DEV Community

Adding reCaptcha v3 to a Rails app without a gem

Felice Forby on June 04, 2019

This article goes over how you can add Google reCaptcha v3 to a Rails app and use it to verify a form submission. I couldn't find any other how-to...

Read full post

Steven Torrence • Dec 2 '19

Did you run into any issues with Turbolinks doing it this way? I noticed the page with my form will only load the recaptcha if I refresh the page.

I tried wrapping the grecaptcha.ready function in a document.on(turbolinks:load) like this:

<script>
  $(document).on('turbolinks:load', function() {
      grecaptcha.ready(function() {
          grecaptcha.execute('#{ENV['RECAPTCHA_SITE_KEY']}', {action: '#{action}'}).then(function(token) {
            document.getElementById("#{id}").value = token;
          });
       });
   });
</script>

but to no avail. Any suggestions?

Samantha Howe • Apr 15 '20

Hey did you ever figure this out? Running into Uncaught ReferenceError: grecaptcha is not defined and it's referencing a lot of Turbolinks links.

Steven Torrence • Apr 17 '20

Hey! Sorry for the late reply. It's been awhile but I think I ended up disabling turbolinks for that particular page and the code ran fine after that.

Check this out: github.com/turbolinks/turbolinks#d...

Hope that helps!

Samantha Howe • Apr 17 '20

Ahh okay! I'll try that out, thank you so much!

Felice Forby • Dec 6 '19

Hey Steven, I did not have any issues with turbolinks doing it the way I wrote in the blog post. I unfortunately haven't tried it with a document.on(turbolinks:load) wrapper.

Ricardo Beato Jr • May 25 '20

The following line makes a GET request, right? Shouldn't it be a POST?

Net::HTTP.get_response(uri)

I'm sorry if the question doesn't make sense, I'm a newbie, feeling a bit lost...
Thanks again for the amazing post, though, very easy to follow!

Felice Forby • May 26 '20

Hmm, it does look like the Google documentation says to make a POST request...

Honestly, when I wrote this (and still now), I had a really hard time understanding how the ReCaptcha worked, so I had to reference some other articles. Those articles all used Net::HTTP.get_response(uri) to get back the verification response.

You could try to make it a POST request instead and see how it works. I haven't tried it myself yet!

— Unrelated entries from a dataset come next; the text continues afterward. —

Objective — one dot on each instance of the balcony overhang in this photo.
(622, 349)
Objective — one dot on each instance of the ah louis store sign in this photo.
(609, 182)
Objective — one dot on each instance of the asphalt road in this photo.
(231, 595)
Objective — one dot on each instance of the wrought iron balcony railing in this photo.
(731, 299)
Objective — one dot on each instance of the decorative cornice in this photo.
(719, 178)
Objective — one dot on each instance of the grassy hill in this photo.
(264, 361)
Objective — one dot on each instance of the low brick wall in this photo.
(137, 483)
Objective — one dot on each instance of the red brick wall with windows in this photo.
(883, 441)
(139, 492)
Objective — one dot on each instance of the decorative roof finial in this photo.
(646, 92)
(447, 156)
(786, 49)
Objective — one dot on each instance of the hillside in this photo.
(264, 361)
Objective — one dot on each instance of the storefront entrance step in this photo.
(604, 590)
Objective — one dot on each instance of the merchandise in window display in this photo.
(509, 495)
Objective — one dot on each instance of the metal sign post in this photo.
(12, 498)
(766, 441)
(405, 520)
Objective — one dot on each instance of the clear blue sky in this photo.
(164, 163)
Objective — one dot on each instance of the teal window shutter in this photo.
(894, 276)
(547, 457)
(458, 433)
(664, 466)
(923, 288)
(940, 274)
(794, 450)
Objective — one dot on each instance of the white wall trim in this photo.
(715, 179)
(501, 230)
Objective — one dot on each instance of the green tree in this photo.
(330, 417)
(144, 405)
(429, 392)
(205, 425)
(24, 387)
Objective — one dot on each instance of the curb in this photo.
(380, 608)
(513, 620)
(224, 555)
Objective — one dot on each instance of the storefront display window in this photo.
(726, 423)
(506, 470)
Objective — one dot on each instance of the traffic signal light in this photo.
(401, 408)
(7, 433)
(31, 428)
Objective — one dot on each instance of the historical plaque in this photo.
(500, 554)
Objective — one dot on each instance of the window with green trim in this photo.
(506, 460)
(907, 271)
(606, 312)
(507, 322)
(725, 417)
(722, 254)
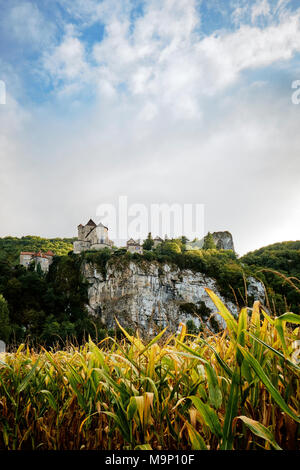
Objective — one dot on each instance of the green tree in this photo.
(5, 327)
(209, 243)
(149, 242)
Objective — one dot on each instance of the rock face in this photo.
(223, 240)
(151, 296)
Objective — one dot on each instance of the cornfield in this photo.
(238, 389)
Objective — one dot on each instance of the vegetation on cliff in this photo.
(278, 266)
(238, 390)
(49, 308)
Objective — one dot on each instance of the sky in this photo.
(162, 101)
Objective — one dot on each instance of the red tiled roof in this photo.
(91, 223)
(39, 254)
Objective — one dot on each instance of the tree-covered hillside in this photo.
(278, 266)
(10, 247)
(50, 307)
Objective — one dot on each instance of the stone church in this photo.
(92, 237)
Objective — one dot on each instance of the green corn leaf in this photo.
(214, 391)
(143, 447)
(231, 410)
(224, 312)
(196, 439)
(275, 351)
(208, 414)
(259, 430)
(280, 324)
(26, 380)
(268, 384)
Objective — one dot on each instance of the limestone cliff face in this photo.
(151, 296)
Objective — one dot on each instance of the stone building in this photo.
(92, 237)
(134, 246)
(39, 258)
(157, 241)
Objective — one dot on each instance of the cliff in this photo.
(150, 296)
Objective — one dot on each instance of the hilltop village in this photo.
(95, 237)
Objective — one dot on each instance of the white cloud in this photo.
(161, 127)
(162, 58)
(27, 25)
(261, 8)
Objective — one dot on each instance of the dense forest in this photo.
(49, 308)
(278, 266)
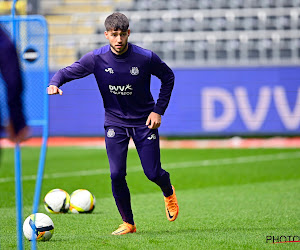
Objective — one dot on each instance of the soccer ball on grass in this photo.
(39, 223)
(57, 201)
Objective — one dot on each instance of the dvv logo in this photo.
(109, 70)
(121, 89)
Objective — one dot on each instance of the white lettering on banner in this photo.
(253, 120)
(209, 97)
(252, 117)
(290, 119)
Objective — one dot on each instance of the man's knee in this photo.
(117, 176)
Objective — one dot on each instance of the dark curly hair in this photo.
(116, 21)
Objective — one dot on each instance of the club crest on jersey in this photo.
(152, 137)
(109, 70)
(134, 71)
(111, 133)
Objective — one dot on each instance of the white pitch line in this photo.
(168, 166)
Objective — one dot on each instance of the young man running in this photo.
(123, 73)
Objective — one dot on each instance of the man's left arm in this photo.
(166, 75)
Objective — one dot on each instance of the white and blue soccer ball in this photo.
(82, 201)
(57, 201)
(39, 225)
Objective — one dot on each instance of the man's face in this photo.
(118, 40)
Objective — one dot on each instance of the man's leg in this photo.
(147, 144)
(116, 140)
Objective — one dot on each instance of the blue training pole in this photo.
(18, 167)
(18, 191)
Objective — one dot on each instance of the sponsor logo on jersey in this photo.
(134, 71)
(109, 70)
(120, 90)
(152, 137)
(111, 133)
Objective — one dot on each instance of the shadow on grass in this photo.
(212, 230)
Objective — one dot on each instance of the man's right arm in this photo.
(79, 69)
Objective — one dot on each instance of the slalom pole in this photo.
(18, 192)
(18, 166)
(41, 166)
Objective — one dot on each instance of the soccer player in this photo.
(10, 70)
(123, 72)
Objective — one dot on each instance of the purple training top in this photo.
(10, 70)
(124, 82)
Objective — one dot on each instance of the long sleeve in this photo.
(10, 69)
(166, 75)
(79, 69)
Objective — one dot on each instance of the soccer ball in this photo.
(57, 201)
(82, 201)
(42, 226)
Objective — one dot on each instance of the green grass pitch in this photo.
(228, 199)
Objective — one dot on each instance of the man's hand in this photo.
(17, 138)
(53, 90)
(153, 121)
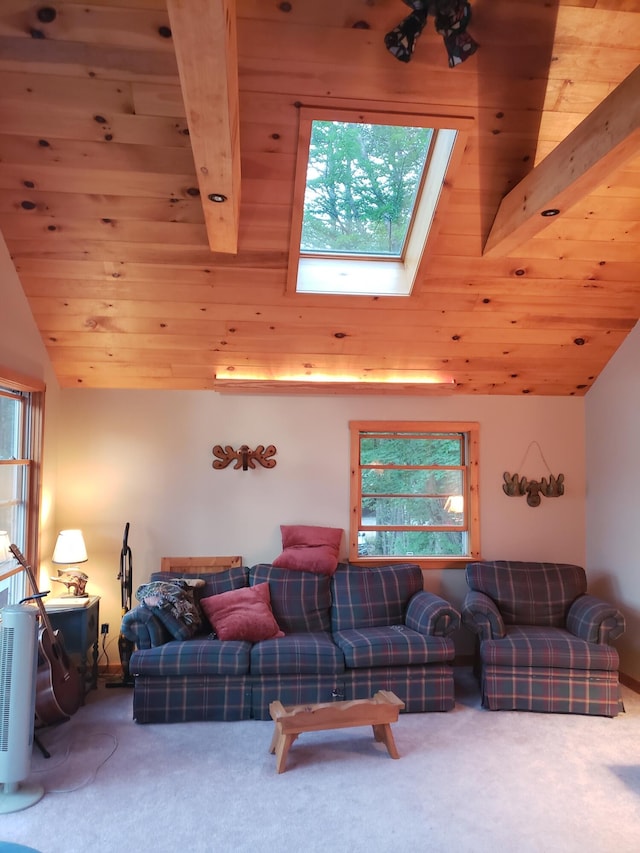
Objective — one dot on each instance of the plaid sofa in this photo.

Ben Stegeman • Sep 24 '21 • Edited

I'm implementing a reCAPTCHA currently. I believe it is supposed to be a POST request.

In fact, it's a little insecure to pass the secret key (and the token to a lesser extent) via a GET request. The query parameters at the end of the URL are encrypted in transit (so long as HTTPS is used,) but they can still show up in server logs, etc.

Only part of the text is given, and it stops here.